EN los verdes y cuidados campos del cementerio del Chelsea Royal Hospital, al sur de Londres, el espíritu de Margaret Thatcher, fallecida en abril de 2013, parece reencarnarse. Fue ella la primera que atrajo el voto de las clases populares a su partido, considerado hasta entonces como el de los ricos, los terratenientes y, en general, de todos aquellos que articulan sus palabras sin mover el labio superior. Ahora, un hombre de 55 años, cabeza despeinada, nacido en Nueva York, educado en Oxford, y periodista favorito de la Dama de Hierro en el prestigioso diario Times, de donde fue despedido por inventarse una cita, repite la hazaña.

El pasado día 12, a medida que avanzaba la mañana, el color azul de los conservadores se imponía en el mapa electoral de Inglaterra y País de Gales. Poco después de las diez de la noche, hora del cierre de las urnas, no cabía un resquicio de duda: la victoria de los conservadores era total.
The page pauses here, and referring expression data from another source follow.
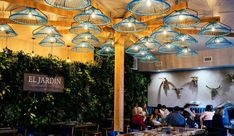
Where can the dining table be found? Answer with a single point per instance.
(168, 131)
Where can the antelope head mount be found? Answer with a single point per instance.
(230, 77)
(194, 81)
(214, 91)
(178, 92)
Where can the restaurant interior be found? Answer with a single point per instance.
(116, 67)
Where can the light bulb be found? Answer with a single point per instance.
(2, 29)
(30, 14)
(181, 17)
(85, 27)
(212, 29)
(93, 15)
(148, 3)
(129, 24)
Las ciudades industriales inglesas del norte y de los Midlands (centro), llamadas en otros tiempos "los cinturones rojos ", se pasaban al secular enemigo, el Partido Conservador, dándole sus votos. Las clases media y obrera del país decidieron hacer un corte de mangas al laborismo de Corbyn y a sus promesas de nacionalizar los servicios públicos.
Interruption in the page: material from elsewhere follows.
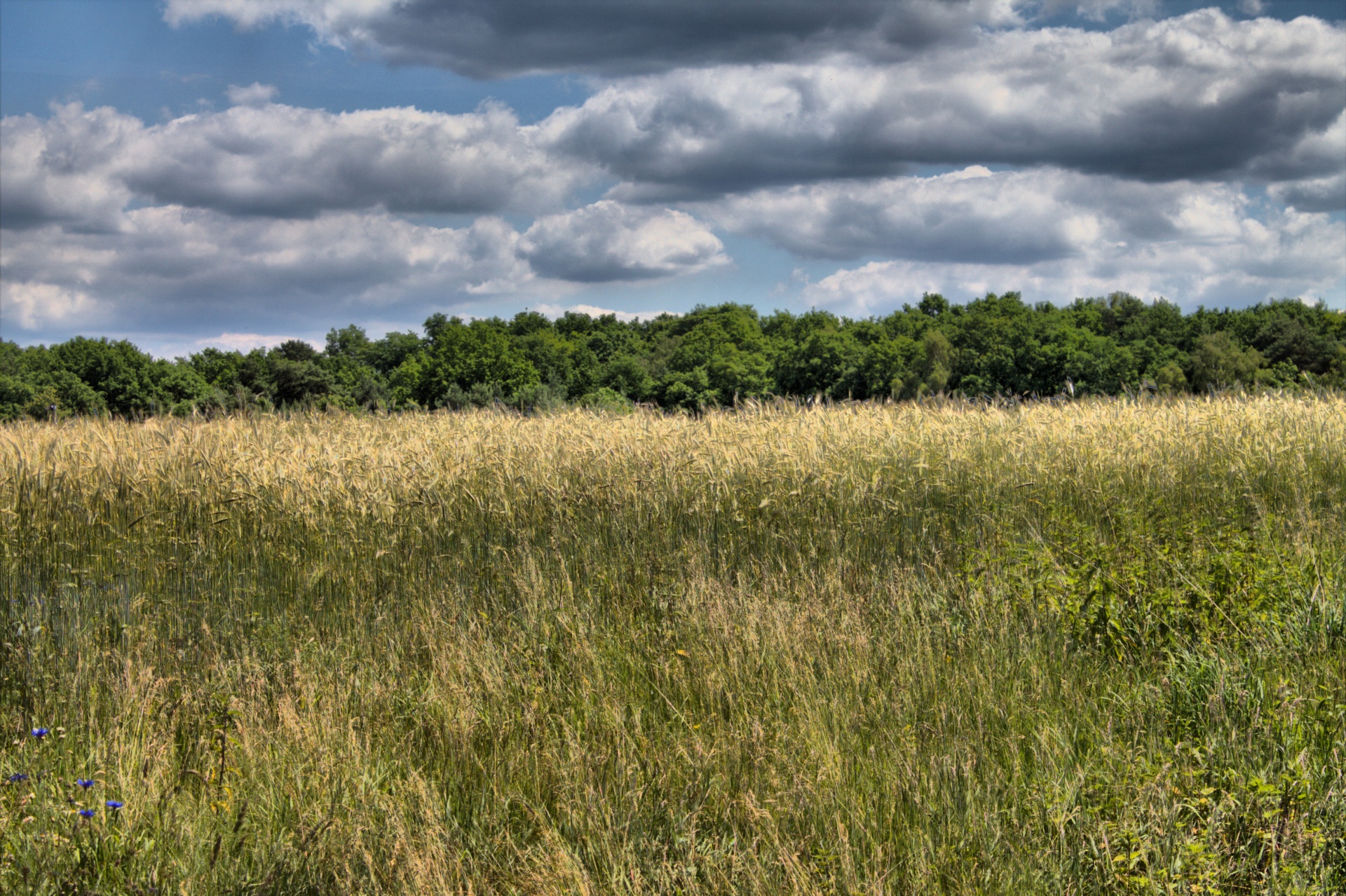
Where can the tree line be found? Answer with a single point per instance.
(712, 355)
Thatcher sedujo al electorado con su " capitalismo popular", una cruzada que convirtió a millones de británicos en dueños de sus viviendas, antes propiedad del Estado. Son las mismas que salpican esos barrios poblados en hileras con pequeños huertos arañados al cemento, tapizadas de moquetas de dudoso color y que "colmenizan" la visión de muchas ciudades.
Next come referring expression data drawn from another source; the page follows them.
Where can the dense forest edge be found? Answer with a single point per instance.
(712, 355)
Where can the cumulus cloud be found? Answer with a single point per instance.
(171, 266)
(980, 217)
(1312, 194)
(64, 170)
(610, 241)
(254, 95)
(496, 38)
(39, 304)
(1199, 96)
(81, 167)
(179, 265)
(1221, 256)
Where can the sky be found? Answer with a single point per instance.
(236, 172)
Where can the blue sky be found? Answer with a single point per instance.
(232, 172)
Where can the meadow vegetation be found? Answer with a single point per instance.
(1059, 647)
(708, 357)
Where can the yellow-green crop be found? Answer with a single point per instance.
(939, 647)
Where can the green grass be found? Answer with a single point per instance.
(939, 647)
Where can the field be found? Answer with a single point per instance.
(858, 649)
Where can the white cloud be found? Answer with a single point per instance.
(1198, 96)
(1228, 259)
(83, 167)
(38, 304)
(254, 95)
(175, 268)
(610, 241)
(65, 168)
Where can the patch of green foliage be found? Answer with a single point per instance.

Johnson ha atraído a los votantes con una doble promesa: controlar la inmigración y poner a la Unión Europea en su sitio. La entrada en la primera década de los años 2000 de cientos de miles de ciudadanos polacos, bálticos, húngaros y, más tarde, rumanos y búlgaros, todos ellos pertenecientes a la Unión Europea, ha exacerbado el racismo de aquellos que se quejan de la pérdida de sus trabajos porque sus nuevos vecinos están dispuestos a hacerlos por la mitad del salario de un británico. Para buena parte de esta ciudadanía, las autoridades europeas de Bruselas no son más que "una pandilla de señoritos que viven despegados de las realidades más acuciantes de la calle", como denuncian constantemente Nigel Farage, cabeza del Partido del Brexit, y los medios de comunicación más populares del país, verdadero azote de la Unión Europea.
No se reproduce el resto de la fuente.